Zeta potential is an important parameter owing to the role of surface charge in stabilization of the vesicle formulation; however, it may be affected by vesicle size, surface area, spatial localization of various components, and their state of ionization at the pH of application site. DCP is the only compound carrying electric charge and the difference in vesicle size is also nonsignificant.

The drug release profile shows that the highest drug releases were found in PC-3 and GL-3, having lower concentration of lipid. PC-1 and GL-1 showed the lowest drug release in their category having higher lipid content. PC and GL vesicles contain gradually decreasing fraction of PC, and guggul lipid, respectively. The content of cholesterol and DCP remained the same. PC is a phospholipid and forms bilayer in aqueous medium. Cholesterol seals the gap in PC membrane thereby used as an integral part of liposome composition to increase the stability. It increases drug entrapment and decreases drug release. The PC-1 and GL-1 were selected based on their physicochemical parameters and stability profile.
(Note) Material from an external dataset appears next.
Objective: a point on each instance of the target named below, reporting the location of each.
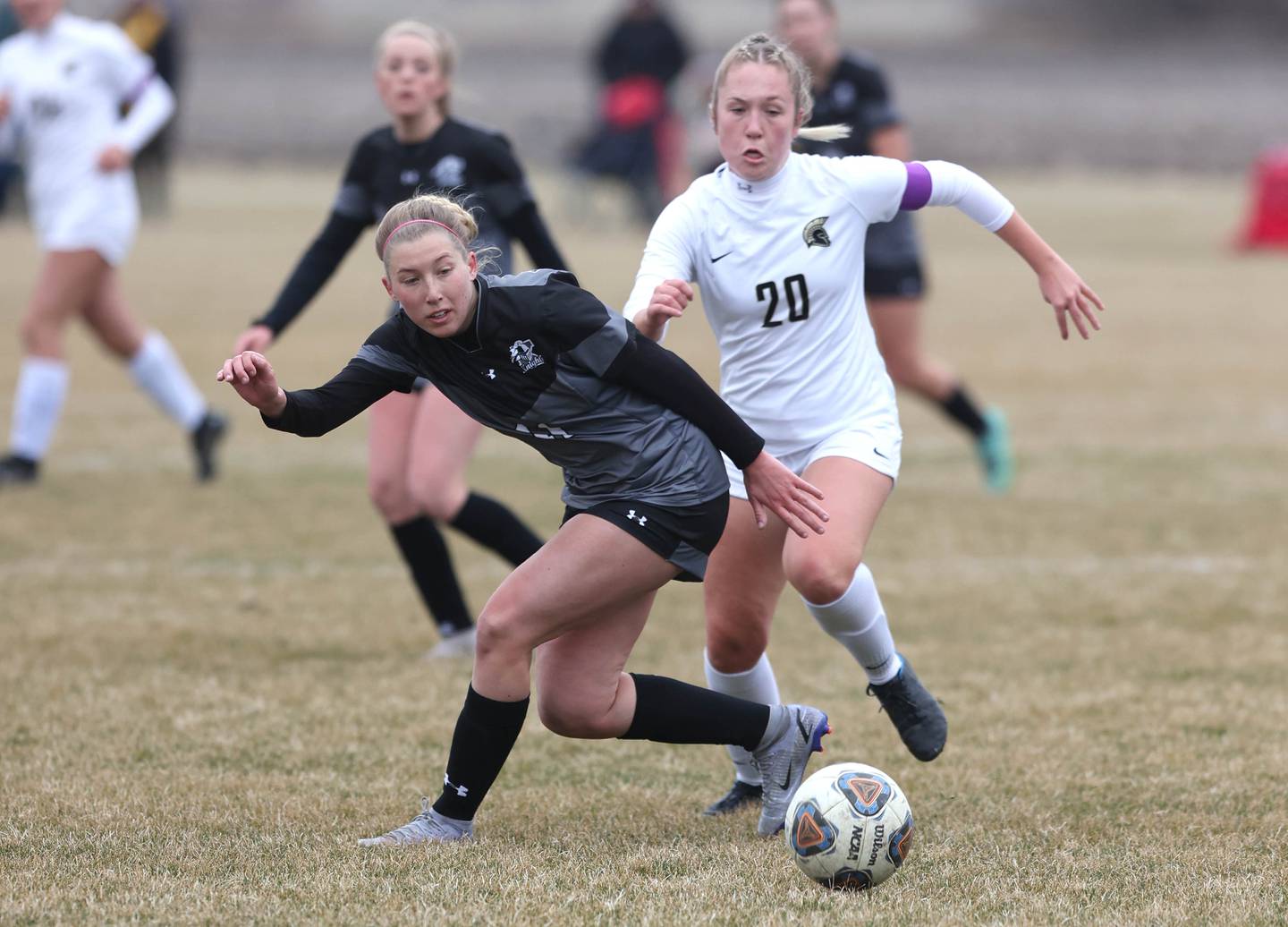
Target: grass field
(208, 693)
The selected formulations showed the difference in stability evaluation as PC-1 showed severe instability at higher temperature range in short duration and even at 4°C in 6 months. Temperature and time period both have shown detrimental effect on PC-1. Phosphatidylcholine is prone to hydrolysis and oxidation during storage producing lysolecithin. The presence of lysolecithin in lipid bilayers greatly enhances the permeability of liposomes. This is evident in reduction of time for drug release in PC-1 after storage at higher temperature. The similar event occurred at 4°C albeit after a longer time period. GL-1 showed commendable stability at 4°C; however, even at 25°C the stability is acceptable. Guggul lipid is composed of guggulsterones which are isomeric compounds of steroids category. The chemical structure is similar to cholesterol minus the side chain of cholesterol. The structure of guggulsterone is planar. The authors hypothesize the molecule by molecule stacking of guggulsterone and cholesterol considering steric hindrance due to cholesterol side chain. Further, due to this kind of membrane structure, more content of drug is retained even after 24 hours.
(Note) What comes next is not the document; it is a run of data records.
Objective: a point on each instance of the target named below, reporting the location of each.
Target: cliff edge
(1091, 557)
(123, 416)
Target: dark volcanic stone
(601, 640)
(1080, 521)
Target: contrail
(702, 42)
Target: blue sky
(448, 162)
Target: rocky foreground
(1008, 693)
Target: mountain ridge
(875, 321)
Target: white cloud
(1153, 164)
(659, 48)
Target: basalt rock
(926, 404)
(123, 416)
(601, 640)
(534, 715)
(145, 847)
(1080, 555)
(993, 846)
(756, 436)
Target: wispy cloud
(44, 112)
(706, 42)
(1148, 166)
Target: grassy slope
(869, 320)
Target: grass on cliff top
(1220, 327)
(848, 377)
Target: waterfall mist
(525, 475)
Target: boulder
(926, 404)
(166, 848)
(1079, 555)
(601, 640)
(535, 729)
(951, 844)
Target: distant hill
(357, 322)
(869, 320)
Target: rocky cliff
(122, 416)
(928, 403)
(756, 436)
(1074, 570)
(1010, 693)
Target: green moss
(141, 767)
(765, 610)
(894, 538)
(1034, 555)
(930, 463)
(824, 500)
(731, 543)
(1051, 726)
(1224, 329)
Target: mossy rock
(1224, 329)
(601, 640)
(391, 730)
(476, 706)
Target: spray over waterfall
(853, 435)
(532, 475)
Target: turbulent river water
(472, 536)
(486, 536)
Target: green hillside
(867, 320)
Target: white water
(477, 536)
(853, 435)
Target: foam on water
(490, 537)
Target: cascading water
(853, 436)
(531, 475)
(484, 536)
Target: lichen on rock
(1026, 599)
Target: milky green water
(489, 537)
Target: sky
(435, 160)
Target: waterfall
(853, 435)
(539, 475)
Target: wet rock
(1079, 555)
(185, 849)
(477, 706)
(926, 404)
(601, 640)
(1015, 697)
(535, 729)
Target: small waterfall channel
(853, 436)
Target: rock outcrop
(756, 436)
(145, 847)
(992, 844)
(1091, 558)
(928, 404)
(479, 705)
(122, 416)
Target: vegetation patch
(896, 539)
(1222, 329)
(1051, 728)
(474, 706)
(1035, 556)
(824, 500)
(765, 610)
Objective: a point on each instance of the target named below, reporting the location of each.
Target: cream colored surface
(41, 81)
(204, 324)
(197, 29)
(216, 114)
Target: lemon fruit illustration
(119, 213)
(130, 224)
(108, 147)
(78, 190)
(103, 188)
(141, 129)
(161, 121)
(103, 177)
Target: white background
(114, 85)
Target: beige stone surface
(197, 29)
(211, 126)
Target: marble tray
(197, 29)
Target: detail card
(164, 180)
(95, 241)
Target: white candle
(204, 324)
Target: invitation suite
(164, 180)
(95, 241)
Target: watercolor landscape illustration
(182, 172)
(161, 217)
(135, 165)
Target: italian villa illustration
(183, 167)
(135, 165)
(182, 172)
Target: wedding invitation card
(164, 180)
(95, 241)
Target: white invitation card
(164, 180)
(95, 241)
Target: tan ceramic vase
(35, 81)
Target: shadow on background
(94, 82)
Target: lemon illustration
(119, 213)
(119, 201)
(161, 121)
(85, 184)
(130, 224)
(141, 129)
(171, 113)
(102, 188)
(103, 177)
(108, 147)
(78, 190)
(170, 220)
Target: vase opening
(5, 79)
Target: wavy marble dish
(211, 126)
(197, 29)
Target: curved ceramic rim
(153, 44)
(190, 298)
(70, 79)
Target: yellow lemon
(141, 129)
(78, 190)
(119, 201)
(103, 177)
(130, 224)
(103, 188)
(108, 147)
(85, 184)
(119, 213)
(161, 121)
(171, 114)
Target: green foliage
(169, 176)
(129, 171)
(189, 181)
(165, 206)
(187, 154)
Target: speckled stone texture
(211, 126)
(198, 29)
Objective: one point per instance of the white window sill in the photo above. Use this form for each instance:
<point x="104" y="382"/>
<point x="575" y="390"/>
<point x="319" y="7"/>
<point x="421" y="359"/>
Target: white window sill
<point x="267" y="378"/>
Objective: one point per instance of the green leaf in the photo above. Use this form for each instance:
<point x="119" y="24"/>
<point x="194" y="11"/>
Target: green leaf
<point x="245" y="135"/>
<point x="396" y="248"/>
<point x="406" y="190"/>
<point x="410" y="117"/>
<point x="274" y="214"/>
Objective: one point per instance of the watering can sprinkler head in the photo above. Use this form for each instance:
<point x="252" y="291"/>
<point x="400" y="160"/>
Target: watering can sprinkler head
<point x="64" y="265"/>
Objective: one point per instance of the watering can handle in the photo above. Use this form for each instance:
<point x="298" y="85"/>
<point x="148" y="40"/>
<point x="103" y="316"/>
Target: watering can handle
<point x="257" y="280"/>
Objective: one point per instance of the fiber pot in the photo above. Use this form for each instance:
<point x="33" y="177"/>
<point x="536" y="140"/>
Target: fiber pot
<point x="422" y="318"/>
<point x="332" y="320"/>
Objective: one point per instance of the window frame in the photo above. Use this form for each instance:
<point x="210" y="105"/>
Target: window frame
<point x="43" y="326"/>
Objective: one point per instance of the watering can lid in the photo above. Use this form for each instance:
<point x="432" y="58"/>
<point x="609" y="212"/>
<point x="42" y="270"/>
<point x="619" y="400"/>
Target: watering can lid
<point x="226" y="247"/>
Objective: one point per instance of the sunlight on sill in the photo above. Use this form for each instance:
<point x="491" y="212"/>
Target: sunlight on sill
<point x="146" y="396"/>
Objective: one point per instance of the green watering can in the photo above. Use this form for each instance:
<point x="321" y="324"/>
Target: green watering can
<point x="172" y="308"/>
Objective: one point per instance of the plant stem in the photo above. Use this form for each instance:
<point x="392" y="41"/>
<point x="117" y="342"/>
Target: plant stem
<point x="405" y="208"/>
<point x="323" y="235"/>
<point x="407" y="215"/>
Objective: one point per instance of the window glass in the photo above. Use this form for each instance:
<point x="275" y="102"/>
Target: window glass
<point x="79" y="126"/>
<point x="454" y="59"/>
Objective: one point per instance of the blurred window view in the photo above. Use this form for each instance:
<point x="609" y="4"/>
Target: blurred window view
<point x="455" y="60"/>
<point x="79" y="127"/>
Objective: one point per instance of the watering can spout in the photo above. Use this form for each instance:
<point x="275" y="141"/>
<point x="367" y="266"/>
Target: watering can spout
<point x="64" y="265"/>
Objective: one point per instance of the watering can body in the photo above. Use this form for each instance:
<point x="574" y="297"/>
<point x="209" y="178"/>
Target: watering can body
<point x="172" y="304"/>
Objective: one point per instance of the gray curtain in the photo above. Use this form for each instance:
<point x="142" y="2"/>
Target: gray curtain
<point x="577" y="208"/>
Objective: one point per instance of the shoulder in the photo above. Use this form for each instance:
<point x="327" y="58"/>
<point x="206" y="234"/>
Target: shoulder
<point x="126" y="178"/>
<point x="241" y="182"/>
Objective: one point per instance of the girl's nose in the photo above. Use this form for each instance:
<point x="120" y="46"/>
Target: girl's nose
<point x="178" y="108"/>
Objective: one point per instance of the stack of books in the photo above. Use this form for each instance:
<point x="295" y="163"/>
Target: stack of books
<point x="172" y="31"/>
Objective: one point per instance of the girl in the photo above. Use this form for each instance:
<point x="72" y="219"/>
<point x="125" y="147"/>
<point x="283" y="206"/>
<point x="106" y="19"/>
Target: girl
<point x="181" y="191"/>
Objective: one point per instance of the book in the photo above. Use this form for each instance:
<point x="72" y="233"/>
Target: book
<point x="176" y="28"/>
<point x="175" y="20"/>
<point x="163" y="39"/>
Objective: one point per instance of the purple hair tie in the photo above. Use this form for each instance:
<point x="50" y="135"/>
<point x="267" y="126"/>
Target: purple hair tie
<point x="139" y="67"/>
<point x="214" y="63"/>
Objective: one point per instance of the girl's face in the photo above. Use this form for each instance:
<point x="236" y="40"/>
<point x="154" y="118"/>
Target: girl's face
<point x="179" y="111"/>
The drug content in receptor fluid was almost double in GLG formulation in comparison to the PCG formulations of the same ratio. An interesting finding is that for PCG formulations content of drug was higher in upper layers of skin. This is in accordance with the previous findings about rupture of PC liposome in upper layers of skin and drug deposition in superficial layers. In Guggul lipid vesicles, drug content in receptor fluid was in equilibrium with drug content in dermis which means that guggul lipid vesicles enhance the drug permeation inside the skin.

In vivo study and anti-inflammatory activity replicate the results of ex vivo study and guggulsterone itself possess anti-inflammatory activity.

5. Conclusion

The study revealed that guggul lipid vesicles showed the optimum physical parameters and permeation profile; however, more significantly it shows good stability profile over PC liposomes. The most promising formulation was found to be GLG-1 with a composition of 7 : 3 : 1 (guggul lipid : cholesterol : DCP). We suggest that guggul lipid vesicles would be beneficial for transdermal drug delivery.